Energy storage is set to grow 40 percent per year in developing markets, says a team of researchers at the World Bank Group. 

That growth will take the current installed base of around 2 gigawatts up to 80 gigawatts in less than a decade. And if certain rule changes are made, capacity increases could be higher than that.

The findings were published in a new report from the International Finance Corporation and the Energy Sector Management Assistance Program, which are both part of the World Bank.

Unsurprisingly, China and India, with their ambitious renewables programs, are predicted to be the biggest contributors. But a host of other developing economies are set to become strong players in storage.

The International Energy Agency estimates that by 2020 developing countries will need to double their electrical power output to meet rising demand. By 2035, these countries will represent 80 percent of the total growth in both energy production and consumption. 

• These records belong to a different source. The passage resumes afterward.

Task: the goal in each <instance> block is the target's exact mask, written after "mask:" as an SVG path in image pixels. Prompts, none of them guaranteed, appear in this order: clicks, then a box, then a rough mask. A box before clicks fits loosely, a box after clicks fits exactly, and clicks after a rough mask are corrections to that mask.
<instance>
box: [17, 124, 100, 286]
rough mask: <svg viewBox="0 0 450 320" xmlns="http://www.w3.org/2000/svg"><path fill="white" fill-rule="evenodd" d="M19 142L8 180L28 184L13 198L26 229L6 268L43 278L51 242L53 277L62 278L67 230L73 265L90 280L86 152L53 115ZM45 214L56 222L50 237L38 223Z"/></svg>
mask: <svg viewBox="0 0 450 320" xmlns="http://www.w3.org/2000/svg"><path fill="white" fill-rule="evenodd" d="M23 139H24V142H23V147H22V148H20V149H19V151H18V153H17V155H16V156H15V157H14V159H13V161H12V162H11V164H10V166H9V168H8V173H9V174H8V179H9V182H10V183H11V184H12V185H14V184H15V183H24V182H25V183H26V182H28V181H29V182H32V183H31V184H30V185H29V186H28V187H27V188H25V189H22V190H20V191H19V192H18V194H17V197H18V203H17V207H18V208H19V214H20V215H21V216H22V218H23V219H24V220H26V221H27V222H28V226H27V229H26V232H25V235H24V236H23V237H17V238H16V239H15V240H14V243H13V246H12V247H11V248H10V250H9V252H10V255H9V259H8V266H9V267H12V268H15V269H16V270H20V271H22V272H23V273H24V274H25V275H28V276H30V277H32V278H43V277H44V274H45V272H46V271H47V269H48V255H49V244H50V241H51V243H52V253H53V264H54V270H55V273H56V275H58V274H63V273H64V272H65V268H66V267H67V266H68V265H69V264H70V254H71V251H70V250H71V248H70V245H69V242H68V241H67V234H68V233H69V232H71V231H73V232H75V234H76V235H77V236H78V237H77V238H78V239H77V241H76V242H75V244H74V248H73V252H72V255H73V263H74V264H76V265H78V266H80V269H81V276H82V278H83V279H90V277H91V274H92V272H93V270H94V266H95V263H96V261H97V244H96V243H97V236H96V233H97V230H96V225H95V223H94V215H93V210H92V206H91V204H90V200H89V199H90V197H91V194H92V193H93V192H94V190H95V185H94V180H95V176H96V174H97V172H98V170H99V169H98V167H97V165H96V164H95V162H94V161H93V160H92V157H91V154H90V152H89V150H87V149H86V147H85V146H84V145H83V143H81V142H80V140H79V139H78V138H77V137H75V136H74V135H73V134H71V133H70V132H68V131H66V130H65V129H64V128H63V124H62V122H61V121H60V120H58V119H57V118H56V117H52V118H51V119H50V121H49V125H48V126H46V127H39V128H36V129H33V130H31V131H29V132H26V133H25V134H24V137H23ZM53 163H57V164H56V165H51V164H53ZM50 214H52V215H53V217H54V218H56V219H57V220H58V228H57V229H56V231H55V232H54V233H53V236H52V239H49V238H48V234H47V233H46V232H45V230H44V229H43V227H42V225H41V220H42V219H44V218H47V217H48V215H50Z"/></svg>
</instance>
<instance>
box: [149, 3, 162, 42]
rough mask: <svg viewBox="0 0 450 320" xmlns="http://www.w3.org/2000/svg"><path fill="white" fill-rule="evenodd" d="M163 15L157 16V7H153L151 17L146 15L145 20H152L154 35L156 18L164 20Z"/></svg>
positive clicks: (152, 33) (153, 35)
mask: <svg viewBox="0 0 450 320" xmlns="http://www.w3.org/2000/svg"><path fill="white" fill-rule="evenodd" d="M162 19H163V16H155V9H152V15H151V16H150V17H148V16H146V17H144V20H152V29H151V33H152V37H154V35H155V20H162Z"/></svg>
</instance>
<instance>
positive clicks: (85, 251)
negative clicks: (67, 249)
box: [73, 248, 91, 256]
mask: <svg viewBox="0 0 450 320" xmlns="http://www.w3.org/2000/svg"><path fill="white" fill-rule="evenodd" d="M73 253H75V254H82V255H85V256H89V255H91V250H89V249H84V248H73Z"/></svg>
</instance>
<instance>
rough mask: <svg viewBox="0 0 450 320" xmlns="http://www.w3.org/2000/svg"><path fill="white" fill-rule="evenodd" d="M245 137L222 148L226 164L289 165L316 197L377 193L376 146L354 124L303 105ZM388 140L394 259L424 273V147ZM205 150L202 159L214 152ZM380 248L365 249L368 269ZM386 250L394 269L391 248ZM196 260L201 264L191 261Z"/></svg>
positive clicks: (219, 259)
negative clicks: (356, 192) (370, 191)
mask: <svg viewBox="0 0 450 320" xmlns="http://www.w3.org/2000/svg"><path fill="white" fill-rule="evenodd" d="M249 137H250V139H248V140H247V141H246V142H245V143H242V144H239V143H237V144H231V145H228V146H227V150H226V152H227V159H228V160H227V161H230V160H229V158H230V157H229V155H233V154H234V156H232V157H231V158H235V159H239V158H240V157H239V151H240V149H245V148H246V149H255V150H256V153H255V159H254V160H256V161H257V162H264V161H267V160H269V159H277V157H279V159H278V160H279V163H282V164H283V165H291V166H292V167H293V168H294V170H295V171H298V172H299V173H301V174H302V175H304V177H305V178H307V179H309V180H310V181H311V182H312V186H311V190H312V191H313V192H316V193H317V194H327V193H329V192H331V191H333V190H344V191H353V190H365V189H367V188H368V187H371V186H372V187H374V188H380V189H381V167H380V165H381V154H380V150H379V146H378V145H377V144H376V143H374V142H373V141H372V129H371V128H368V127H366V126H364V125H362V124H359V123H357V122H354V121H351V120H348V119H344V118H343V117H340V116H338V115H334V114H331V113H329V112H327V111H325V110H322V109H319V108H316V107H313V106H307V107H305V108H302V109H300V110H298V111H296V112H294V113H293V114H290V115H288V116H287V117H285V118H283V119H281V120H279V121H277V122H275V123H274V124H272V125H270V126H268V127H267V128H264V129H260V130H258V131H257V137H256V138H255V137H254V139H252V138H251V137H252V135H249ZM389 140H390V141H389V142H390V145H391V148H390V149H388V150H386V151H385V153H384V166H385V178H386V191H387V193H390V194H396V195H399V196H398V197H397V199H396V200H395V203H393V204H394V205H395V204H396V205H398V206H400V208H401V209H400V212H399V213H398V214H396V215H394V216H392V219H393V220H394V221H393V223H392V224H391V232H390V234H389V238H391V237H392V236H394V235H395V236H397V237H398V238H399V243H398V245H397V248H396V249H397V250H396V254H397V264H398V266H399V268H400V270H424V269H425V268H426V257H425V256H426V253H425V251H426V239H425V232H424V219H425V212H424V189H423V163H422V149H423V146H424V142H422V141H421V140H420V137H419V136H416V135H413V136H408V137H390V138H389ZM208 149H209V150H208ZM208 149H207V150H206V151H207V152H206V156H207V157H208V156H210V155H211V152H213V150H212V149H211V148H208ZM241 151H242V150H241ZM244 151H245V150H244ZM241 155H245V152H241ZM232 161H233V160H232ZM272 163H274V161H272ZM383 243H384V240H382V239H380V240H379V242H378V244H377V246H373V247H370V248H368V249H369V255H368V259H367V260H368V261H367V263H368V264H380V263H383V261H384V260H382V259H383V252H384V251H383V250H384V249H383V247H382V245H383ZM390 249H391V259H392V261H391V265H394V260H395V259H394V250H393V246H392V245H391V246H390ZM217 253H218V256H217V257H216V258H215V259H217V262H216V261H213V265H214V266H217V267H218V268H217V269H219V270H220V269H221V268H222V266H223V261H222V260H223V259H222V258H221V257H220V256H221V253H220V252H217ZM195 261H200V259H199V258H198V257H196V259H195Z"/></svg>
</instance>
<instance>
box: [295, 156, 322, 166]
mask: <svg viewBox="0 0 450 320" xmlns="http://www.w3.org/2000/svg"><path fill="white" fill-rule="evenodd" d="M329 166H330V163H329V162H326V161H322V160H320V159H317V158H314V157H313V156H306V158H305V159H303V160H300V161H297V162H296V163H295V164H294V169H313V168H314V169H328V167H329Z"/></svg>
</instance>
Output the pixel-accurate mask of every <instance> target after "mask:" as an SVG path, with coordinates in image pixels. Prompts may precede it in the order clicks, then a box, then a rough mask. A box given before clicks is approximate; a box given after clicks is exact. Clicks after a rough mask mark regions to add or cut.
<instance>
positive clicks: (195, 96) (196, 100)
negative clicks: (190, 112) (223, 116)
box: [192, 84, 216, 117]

An estimated 2.5 billion more people will be flocking into the world’s cities by 2050, placing increasing strain on existing grid infrastructure. These stresses will be felt most in the world’s developing economies, adding to power demands caused by increased industrialization.

Meanwhile, a commitment to limiting carbon emissions through large-scale adoption of intermittent renewable energy will only add to the need for investment in energy storage at the grid level, behind the meter, and in off-grid communities, according to the report.

In the case of isolated rural or island communities, renewables paired with storage is often a more cost-effective option than a grid connection.

As a result, by 2025 all developing territories will show considerable yearly growth in storage.

Numerous factors will determine how storage flourishes. They include the penetration and mix of renewable and fossil generation, grid reliability and stability, and how easy it is for companies to own and operate storage facilities.

The presence of pumped hydro is also significant. A large installed base of pumped hydro can reduce the need for storage projects in the future.

In addition to predicting the energy storage uptake in different regions, the report makes a series of recommendations for developing economies, based in part on lessons learned from earlier adopters of storage solutions. 

Irrespective of the territory, the biggest single factor is access to cost-effective funding. Securing such funding would give an advantage to tried-and-trusted vendors who can offer warranties and performance guarantees.

With this in mind, the report recommends that developing economies do not exclude foreign expertise and technology from supplying energy storage.

Avoiding niche projects, and instead choosing easily replicated installations, is another recommendation that would help accelerate the pace of deployment and solidify the knowledge base for storage in a developing economy. 

The researchers also recommend market reform. Opening ancillary services markets up to different technologies, instead of relying only on large generators, would allow different players access to additional revenue, improving their ability to make storage profitable. Lengthening the periods of contracts would lower risk for potential investors, and help improve funding of projects.

Currently utility business models in developing economies routinely encourage large capital investment in infrastructure. Opting for energy storage might be a more cost-effective route. Promoting conservation and efficiency instead of large capital investment would make storage more attractive to utilities. 

Legislation should also incentivize behind-the-meter storage for individual businesses and households, by introducing pricing models that allow them to reduce their electricity costs. 

Although many barriers remain, the predicted 40-fold increase in energy storage within developing economies will likely become a reality, concludes the report. And if its recommendations are widely adopted, the results could be even more impressive.